In the way he had needed a caretaker for his family, she had needed a home and medical attention for her aunt. Besides which, she loved him and had foolishly thought he cared for her. But the fact remained that if he had baldly told her his true reason for marrying her, she would likely have married him anyway. God knew, if she had known she would lose him, she certainly would have agreed to be his wife. Though then, she would have demanded to be a wife in deed as well as fact.
Lord, she was a love-struck fool, an idiot, a detestable weakling, who deserved what she got, because despite all of it, she was deliriously happy to have him back.
She loved him that much.
She only wished he loved her a fraction as much.
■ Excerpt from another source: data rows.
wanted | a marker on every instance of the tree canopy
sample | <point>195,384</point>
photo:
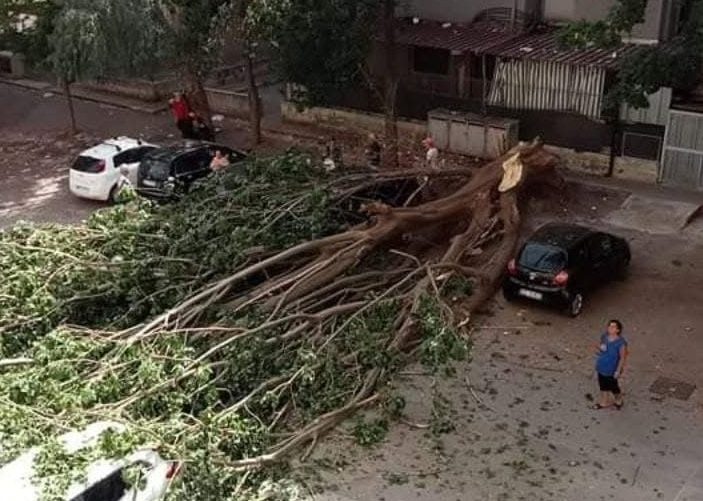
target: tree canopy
<point>319,44</point>
<point>675,63</point>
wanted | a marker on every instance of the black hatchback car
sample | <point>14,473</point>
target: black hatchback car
<point>559,263</point>
<point>167,172</point>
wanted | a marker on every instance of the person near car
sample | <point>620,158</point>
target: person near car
<point>373,152</point>
<point>201,130</point>
<point>219,161</point>
<point>182,114</point>
<point>432,155</point>
<point>610,364</point>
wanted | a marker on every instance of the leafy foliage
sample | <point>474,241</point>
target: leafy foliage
<point>319,44</point>
<point>72,298</point>
<point>648,68</point>
<point>136,260</point>
<point>93,39</point>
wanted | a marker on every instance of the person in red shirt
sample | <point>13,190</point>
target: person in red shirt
<point>182,114</point>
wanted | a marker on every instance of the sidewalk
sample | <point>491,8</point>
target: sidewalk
<point>273,125</point>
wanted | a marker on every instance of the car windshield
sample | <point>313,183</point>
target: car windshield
<point>542,257</point>
<point>87,164</point>
<point>155,169</point>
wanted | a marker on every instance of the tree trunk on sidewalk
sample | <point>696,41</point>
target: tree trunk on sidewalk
<point>390,160</point>
<point>254,99</point>
<point>69,99</point>
<point>196,96</point>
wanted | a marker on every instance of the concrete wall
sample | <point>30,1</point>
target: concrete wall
<point>594,10</point>
<point>452,10</point>
<point>408,130</point>
<point>228,102</point>
<point>596,164</point>
<point>146,90</point>
<point>413,131</point>
<point>555,10</point>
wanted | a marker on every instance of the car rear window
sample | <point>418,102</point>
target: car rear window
<point>540,257</point>
<point>154,169</point>
<point>88,164</point>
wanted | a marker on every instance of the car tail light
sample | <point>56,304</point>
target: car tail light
<point>512,267</point>
<point>173,470</point>
<point>561,278</point>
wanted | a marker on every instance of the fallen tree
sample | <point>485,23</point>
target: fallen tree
<point>250,365</point>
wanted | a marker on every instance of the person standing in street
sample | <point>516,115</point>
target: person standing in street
<point>182,114</point>
<point>610,364</point>
<point>432,157</point>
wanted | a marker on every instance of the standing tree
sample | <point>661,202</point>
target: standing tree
<point>643,71</point>
<point>390,91</point>
<point>195,44</point>
<point>87,41</point>
<point>323,46</point>
<point>74,48</point>
<point>241,20</point>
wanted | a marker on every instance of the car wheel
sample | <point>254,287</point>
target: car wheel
<point>114,193</point>
<point>621,272</point>
<point>576,304</point>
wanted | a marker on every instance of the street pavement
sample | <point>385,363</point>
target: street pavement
<point>36,151</point>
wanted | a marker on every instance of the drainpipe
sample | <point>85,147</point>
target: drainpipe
<point>613,145</point>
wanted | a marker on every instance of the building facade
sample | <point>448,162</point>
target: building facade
<point>660,18</point>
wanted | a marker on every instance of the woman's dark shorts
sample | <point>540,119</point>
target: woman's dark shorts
<point>608,383</point>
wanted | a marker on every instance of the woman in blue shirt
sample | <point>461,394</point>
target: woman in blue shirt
<point>610,364</point>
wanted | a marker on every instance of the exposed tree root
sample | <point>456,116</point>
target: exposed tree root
<point>316,290</point>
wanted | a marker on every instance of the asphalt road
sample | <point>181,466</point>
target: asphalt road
<point>36,150</point>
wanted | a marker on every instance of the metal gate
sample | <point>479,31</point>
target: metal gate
<point>682,156</point>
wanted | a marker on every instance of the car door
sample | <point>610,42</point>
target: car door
<point>202,159</point>
<point>185,168</point>
<point>579,270</point>
<point>602,258</point>
<point>129,165</point>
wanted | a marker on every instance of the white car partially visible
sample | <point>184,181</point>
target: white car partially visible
<point>99,172</point>
<point>103,480</point>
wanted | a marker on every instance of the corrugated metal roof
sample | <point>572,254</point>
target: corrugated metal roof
<point>475,37</point>
<point>544,46</point>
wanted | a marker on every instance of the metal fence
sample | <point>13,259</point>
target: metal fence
<point>682,158</point>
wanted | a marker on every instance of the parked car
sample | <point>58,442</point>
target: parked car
<point>167,172</point>
<point>103,480</point>
<point>561,262</point>
<point>99,171</point>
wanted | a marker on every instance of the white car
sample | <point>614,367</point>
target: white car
<point>99,172</point>
<point>103,480</point>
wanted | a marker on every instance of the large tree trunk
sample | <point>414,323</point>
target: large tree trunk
<point>71,112</point>
<point>314,290</point>
<point>390,91</point>
<point>196,95</point>
<point>253,93</point>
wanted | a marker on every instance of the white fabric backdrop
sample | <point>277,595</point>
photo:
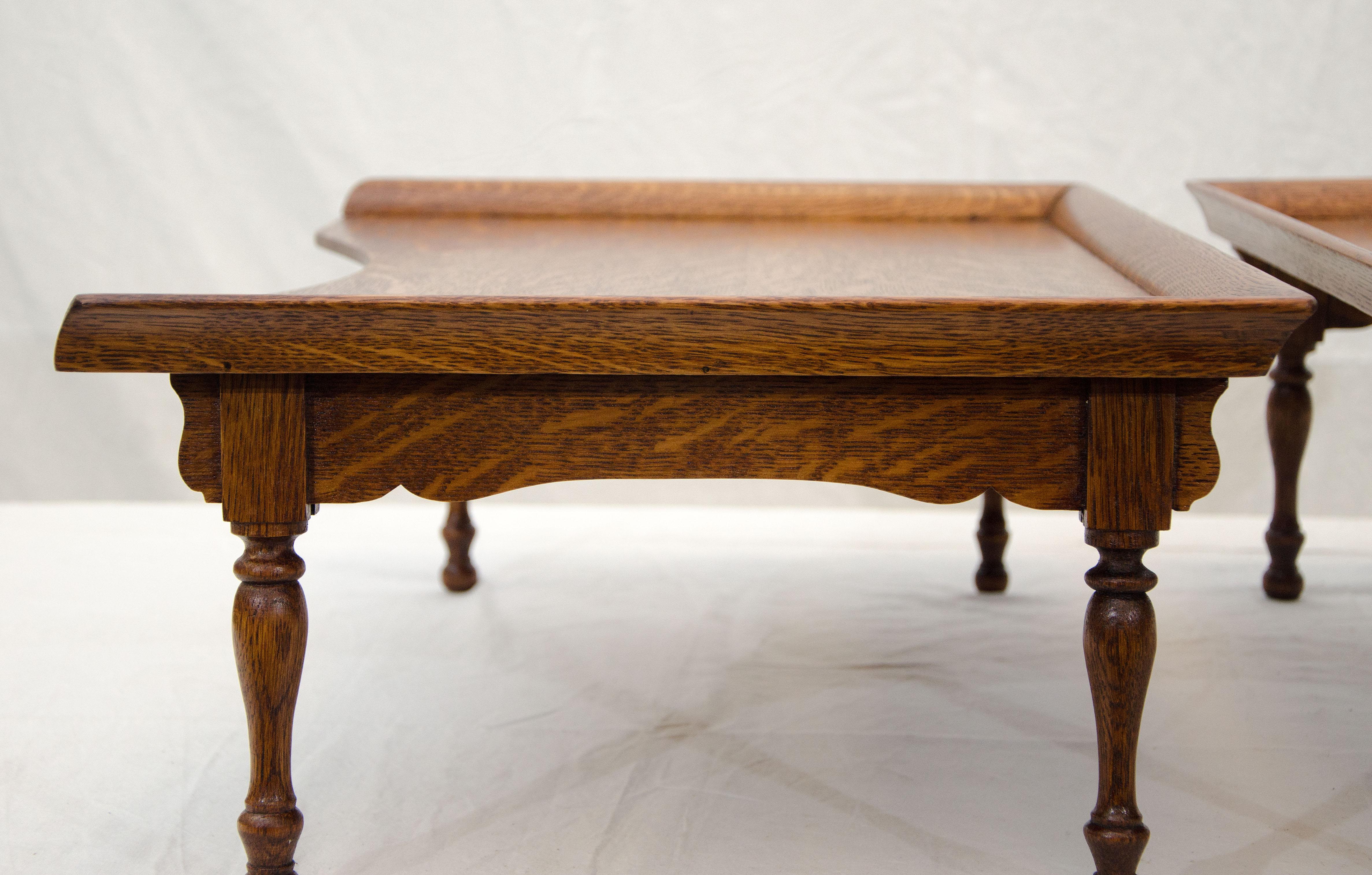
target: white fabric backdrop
<point>194,147</point>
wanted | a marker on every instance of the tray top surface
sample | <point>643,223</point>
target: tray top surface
<point>1356,231</point>
<point>724,278</point>
<point>1316,231</point>
<point>704,260</point>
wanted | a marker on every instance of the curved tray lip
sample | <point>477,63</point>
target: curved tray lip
<point>1292,242</point>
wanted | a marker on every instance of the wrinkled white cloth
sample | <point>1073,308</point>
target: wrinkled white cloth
<point>681,690</point>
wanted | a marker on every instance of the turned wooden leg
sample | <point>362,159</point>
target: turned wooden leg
<point>269,629</point>
<point>1120,640</point>
<point>459,575</point>
<point>993,538</point>
<point>1289,427</point>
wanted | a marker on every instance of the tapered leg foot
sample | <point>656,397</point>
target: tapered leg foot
<point>1289,428</point>
<point>1120,640</point>
<point>269,630</point>
<point>993,540</point>
<point>459,575</point>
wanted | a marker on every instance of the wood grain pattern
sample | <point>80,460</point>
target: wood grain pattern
<point>496,258</point>
<point>198,456</point>
<point>1266,220</point>
<point>1197,454</point>
<point>456,438</point>
<point>596,293</point>
<point>1167,338</point>
<point>1131,448</point>
<point>1197,465</point>
<point>1160,260</point>
<point>991,540</point>
<point>1120,640</point>
<point>700,199</point>
<point>269,631</point>
<point>1289,427</point>
<point>263,450</point>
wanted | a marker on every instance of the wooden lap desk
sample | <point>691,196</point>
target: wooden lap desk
<point>1318,236</point>
<point>938,342</point>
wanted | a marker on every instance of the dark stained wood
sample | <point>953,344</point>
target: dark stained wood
<point>1042,343</point>
<point>198,457</point>
<point>1120,640</point>
<point>263,449</point>
<point>375,334</point>
<point>1160,260</point>
<point>269,630</point>
<point>459,574</point>
<point>1289,428</point>
<point>732,286</point>
<point>1294,225</point>
<point>1198,457</point>
<point>1131,443</point>
<point>993,540</point>
<point>457,438</point>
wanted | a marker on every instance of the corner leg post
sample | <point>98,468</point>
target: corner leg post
<point>1120,640</point>
<point>1289,428</point>
<point>459,575</point>
<point>993,540</point>
<point>269,631</point>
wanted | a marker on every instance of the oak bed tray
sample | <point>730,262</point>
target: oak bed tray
<point>724,279</point>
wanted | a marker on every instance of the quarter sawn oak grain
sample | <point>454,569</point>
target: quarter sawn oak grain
<point>1038,342</point>
<point>1315,235</point>
<point>654,278</point>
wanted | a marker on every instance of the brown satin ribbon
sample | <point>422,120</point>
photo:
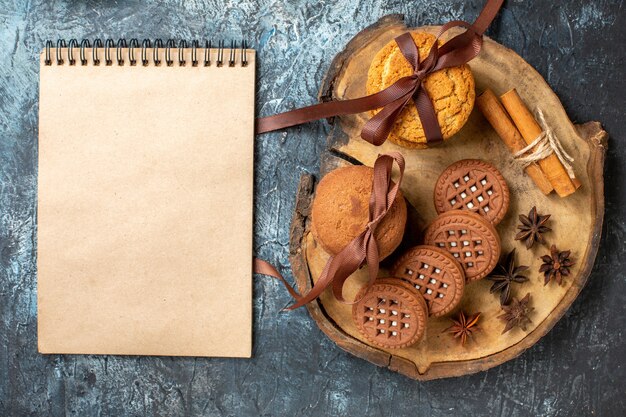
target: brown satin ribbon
<point>363,249</point>
<point>457,51</point>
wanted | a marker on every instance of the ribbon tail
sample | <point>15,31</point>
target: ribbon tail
<point>377,129</point>
<point>427,115</point>
<point>334,108</point>
<point>265,268</point>
<point>336,271</point>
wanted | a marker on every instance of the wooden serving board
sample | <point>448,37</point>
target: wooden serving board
<point>576,220</point>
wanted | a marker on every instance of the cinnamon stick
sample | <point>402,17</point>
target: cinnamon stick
<point>530,130</point>
<point>496,115</point>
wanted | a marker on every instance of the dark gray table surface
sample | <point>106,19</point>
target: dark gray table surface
<point>577,369</point>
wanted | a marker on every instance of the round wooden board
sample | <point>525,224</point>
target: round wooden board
<point>576,220</point>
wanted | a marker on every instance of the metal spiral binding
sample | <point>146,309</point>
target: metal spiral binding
<point>125,52</point>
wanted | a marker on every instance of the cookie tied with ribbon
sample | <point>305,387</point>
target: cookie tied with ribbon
<point>362,249</point>
<point>408,90</point>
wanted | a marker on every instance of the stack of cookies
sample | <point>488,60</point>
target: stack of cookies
<point>451,91</point>
<point>461,245</point>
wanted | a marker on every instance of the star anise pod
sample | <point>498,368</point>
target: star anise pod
<point>464,327</point>
<point>532,228</point>
<point>556,265</point>
<point>506,273</point>
<point>516,314</point>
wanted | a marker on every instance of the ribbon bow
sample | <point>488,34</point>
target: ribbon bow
<point>363,249</point>
<point>457,51</point>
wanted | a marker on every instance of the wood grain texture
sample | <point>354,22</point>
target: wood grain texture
<point>576,369</point>
<point>576,223</point>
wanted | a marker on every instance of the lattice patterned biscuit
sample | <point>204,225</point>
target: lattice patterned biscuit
<point>473,185</point>
<point>472,240</point>
<point>391,314</point>
<point>436,274</point>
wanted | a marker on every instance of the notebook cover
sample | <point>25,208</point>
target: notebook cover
<point>145,209</point>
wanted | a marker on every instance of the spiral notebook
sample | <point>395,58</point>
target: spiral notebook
<point>145,198</point>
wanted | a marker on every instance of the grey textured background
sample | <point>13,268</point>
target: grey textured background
<point>577,369</point>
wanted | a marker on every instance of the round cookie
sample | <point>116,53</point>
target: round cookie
<point>391,314</point>
<point>473,185</point>
<point>472,240</point>
<point>435,274</point>
<point>451,90</point>
<point>341,211</point>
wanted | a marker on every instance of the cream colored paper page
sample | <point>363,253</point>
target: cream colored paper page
<point>145,209</point>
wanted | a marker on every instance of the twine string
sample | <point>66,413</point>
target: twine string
<point>543,146</point>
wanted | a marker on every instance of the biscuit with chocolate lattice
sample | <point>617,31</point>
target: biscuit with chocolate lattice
<point>434,273</point>
<point>391,314</point>
<point>472,240</point>
<point>473,185</point>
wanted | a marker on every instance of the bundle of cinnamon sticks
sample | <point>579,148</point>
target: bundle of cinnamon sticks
<point>518,128</point>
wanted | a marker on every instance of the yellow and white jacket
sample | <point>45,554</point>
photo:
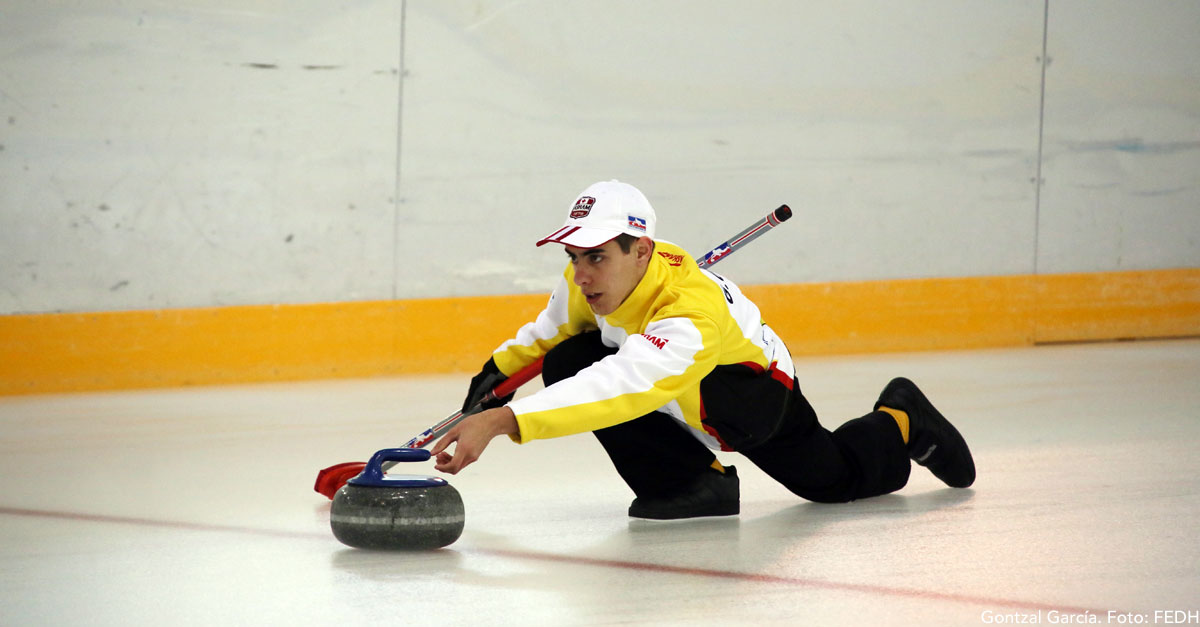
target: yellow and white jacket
<point>678,324</point>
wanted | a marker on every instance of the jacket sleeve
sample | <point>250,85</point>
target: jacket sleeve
<point>561,320</point>
<point>648,371</point>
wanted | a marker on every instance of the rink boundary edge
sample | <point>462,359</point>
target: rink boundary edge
<point>124,350</point>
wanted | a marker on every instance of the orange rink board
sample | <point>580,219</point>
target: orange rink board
<point>120,350</point>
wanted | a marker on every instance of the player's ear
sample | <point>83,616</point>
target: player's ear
<point>643,248</point>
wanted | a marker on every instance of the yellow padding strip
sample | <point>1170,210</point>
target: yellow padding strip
<point>66,352</point>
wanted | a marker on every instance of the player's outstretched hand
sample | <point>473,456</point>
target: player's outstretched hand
<point>471,437</point>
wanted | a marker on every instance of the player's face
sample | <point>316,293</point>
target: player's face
<point>607,275</point>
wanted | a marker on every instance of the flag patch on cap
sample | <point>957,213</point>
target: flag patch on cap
<point>582,207</point>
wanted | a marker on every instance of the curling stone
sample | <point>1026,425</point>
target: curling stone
<point>396,512</point>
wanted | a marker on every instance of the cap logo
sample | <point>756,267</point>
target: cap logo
<point>582,207</point>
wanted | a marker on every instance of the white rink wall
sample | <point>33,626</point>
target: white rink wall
<point>195,154</point>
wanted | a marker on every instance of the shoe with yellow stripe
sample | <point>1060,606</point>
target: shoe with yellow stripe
<point>933,441</point>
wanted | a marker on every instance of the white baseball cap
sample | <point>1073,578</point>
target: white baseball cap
<point>603,212</point>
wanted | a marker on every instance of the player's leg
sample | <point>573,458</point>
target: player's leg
<point>671,472</point>
<point>864,457</point>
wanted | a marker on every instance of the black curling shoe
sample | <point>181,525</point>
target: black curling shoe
<point>933,441</point>
<point>712,494</point>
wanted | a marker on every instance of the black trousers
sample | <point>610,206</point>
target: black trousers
<point>760,417</point>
She particularly wished that he had kept the fact that he did not love her to himself.
FOUR
DISGUSTED WITH HER calf-eyed self, Alex gazed out at Bond Street, a jumble of tall brick buildings with few courtyards or alleyways to separate them. Signs proclaimed establishments such as John Jackson, Boxing Salon, known to the sporting set as Gentleman Jackson’s. They passed Yardley of London, Smith Adam & Charles, Linen-drapers, and Mr. Weston, the tailor Bryceson had once frequented.
Alex’s heart sank as they passed Stedman & Vardon, Goldsmiths & Jewelers, which she and Bryce had visited on the day they wed, the day after he buried his father. As they passed, she wondered if he remembered the plain gold band he purchased for her that morning, and the wider one he had chosen for himself.
She had worn hers until she arrived at Holy Trinity Church earlier to marry Chesterfield, removing it in the carriage before going inside. Even now, the precious symbol of her marriage to her one true love sat tucked in a velvet box inside her reticule. What fate had befallen his wedding band? she wondered, as she regarded his unadorned hand.
Once they arrived at Stephen’s Hotel, Bryce seemed to struggle as he stepped from the carriage, though he did so in the same way his man helped him, without being obvious. Once he was down, Bryce turned to offer Alex a hand, and she took it, though she made certain not to burden him with her weight and quickly let go. She no more wanted him to lose his balance than to guess at her undying love.
The impressive hotel stood taller and less soot-stained than most of the Bond Street shops. On the Clifford Street side, there waited a score or more saddle horses and half as many tilburies. A six-horse dray—Barclay’s Brewery lettered in red on the side—was being unloaded of its delivery of wooden casks.
In the front of the five-story structure, men milled about in groups, talking, laughing raucously, reeling from overindulgence. Some of them were obviously dandies, but most wore the reds and blues of the military.